In recent years, functional linear models have attracted growing attention in statistics and machine learning for recovering the slope function or its functional predictor. This paper considers online regularized learning algorithm for functional linear models in a reproducing kernel Hilbert space. It provides convergence analysis of excess prediction error and estimation error with polynomially decaying step-size and constant step-size, respectively. Fast convergence rates can be derived via a capacity dependent analysis. Introducing an explicit regularization term extends the saturation boundary of unregularized online learning algorithms with polynomially decaying step-size and achieves fast convergence rates of estimation error without capacity assumption. In contrast, the latter remains an open problem for the unregularized online learning algorithm with decaying step-size. This paper also demonstrates competitive convergence rates of both prediction error and estimation error with constant step-size compared to existing literature.

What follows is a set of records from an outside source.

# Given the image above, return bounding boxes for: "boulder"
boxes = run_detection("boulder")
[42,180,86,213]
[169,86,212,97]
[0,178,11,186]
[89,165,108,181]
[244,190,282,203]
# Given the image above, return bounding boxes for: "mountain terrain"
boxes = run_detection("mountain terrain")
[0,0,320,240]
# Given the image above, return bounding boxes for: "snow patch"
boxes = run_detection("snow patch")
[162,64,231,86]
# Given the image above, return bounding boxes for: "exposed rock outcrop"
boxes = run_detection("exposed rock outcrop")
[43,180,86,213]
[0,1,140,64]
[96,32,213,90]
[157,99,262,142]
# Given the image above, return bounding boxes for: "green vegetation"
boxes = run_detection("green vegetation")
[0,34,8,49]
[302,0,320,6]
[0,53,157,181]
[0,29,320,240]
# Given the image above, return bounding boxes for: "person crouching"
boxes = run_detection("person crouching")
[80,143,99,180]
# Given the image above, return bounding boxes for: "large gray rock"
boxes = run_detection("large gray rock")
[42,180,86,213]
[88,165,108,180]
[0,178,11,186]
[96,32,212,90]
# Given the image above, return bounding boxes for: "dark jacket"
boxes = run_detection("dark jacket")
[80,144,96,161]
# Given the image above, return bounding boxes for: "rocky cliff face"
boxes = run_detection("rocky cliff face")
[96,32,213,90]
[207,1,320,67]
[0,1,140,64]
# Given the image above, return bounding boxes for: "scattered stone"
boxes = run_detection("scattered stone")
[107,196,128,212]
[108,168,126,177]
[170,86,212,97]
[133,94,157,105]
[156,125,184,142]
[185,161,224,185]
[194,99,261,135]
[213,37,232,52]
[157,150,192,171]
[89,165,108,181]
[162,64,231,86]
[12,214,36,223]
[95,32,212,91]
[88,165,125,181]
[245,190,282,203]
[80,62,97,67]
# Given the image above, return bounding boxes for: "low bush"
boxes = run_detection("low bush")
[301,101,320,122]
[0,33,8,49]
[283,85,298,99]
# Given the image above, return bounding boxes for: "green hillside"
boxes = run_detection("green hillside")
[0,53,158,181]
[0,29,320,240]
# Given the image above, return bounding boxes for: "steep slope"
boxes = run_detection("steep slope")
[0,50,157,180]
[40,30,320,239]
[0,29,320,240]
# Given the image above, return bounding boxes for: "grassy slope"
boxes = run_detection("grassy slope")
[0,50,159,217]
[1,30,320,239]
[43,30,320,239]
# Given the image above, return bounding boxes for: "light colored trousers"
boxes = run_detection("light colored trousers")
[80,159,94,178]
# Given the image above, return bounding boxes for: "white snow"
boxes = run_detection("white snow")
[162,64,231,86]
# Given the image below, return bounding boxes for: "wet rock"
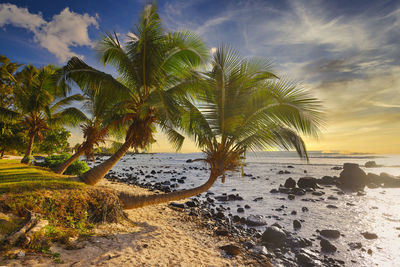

近年来,函数线性模型在统计学和机器学习领域受到越来越多的关注,其目的是恢复斜率函数或其函数预测器。本文研究了重现核希尔伯特空间中函数线性模型的在线正则化学习算法。在步长多项式衰减和步长不变的情况下,分别对超额预测误差和估计误差进行了收敛分析。通过容量相关分析,可以得出快速收敛率。通过引入显式正则化项,我们提升了非正则化在线学习算法在步长多项式衰减时的饱和边界,并在不考虑容量假设的情况下建立了估计误差的快速收敛率。然而,如何获得步长衰减的非规则化在线学习算法的估计误差的收敛率与容量无关,仍然是一个有待解决的问题。研究还表明,在步长不变的情况下,预测误差和估计误差的收敛率与文献中的收敛率相比具有竞争力。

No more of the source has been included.